Tuesday, December 16, 2008

Santa is credit crunched

Brring, briing. Hello. Is that Mr Cringle? Mr Chris Cringle? Royal Bank of Lapland here. I was wondering if I could talk to your about your business expansion account. Yes. We're downsizing your overdraft facility.... Well, to zero actually....Sorry, but we at RBL Corporate believe this is the best way to help your business at this time....Yes, shut it down..... It will involve some readjustment of course.

You see the problem is that your business model no longer fits with our lending policy. For a start you are giving away all those presents for nothing. No revenue stream, you see, not viable going forward.....Yes, I know we used to fund internet start ups with no tangible revenues either but times have changed.....But when we gave you two mil last year that was when we were throwing money away and we're not allowed to do that anymore because we're nationalised now and the government says we have to lend more money to business..... Yes, but not to you.......

Well, I'm sorry Mr Clause but see it our way.
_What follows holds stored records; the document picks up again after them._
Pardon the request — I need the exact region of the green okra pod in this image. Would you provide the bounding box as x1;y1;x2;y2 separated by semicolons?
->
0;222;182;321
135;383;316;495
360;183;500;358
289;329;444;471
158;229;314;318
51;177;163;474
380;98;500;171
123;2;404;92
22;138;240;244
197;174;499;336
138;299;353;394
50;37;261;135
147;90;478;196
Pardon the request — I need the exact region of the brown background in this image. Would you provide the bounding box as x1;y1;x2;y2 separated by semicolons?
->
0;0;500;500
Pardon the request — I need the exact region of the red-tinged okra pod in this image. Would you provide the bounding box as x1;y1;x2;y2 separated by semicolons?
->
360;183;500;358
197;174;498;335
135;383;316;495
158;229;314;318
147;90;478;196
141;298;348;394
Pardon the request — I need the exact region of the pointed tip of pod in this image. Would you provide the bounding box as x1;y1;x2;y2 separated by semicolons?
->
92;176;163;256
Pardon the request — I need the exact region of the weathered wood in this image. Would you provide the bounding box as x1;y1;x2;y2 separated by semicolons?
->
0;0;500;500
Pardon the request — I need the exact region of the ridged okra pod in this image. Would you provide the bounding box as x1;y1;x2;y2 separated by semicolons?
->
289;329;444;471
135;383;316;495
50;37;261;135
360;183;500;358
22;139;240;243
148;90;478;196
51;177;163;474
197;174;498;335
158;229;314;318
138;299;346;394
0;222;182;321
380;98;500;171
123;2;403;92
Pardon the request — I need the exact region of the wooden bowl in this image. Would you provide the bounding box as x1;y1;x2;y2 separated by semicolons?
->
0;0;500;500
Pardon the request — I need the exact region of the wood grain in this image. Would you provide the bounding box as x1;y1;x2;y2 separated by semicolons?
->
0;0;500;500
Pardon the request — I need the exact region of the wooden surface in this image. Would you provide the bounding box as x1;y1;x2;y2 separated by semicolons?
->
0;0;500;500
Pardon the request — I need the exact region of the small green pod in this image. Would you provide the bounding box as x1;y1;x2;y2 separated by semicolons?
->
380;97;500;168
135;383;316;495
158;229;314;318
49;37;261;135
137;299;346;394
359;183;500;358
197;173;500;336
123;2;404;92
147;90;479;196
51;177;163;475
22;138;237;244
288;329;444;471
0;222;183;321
You're basically sub prime and we are no longer in the business if handing large sums of money to Ninjas. No, sorry I know your not into martial arts. I meant No Job, No Income and No Assets....What can you do about it? Well you could mortgage the reindeer I suppose, and turn your workshps iinto a theme park, but that would take cash, and we aren't giving you any.

Perhaps you could start charging for your presents.....Hmm, Don't believe in money, eh?. Well you could put bar code on each stocking and get them to pay on credit. Or perhaps start issuing a Santa Card. What a brilliant idea. We could give you lots of advice on how to set one up. You hook people with zero interest upfront and then allow them to pay a minimum each month while you rack up eye watering charges on the balance so the poor suckers get trapped in debt for the rest of their lives...... Oh really? Not what you had in mind? Season of Goodwill, you say. Can't you monetize the goodwill? Our accountants always add a 10 per cent goodwill premium to our end year capitalisation...

.. Well, really if that is your attitude...I don't see what you are getting so worked up about.. this is standard banking practice in a recession. How would we pay our bonuses if we didn't screw people?...... I'm sorry but we are going to have to cut you loose Mr Cringle. You simply aren't a good business risk. Then in two years when your share price collapses we'll buy you out for pennies. Happy Christmas.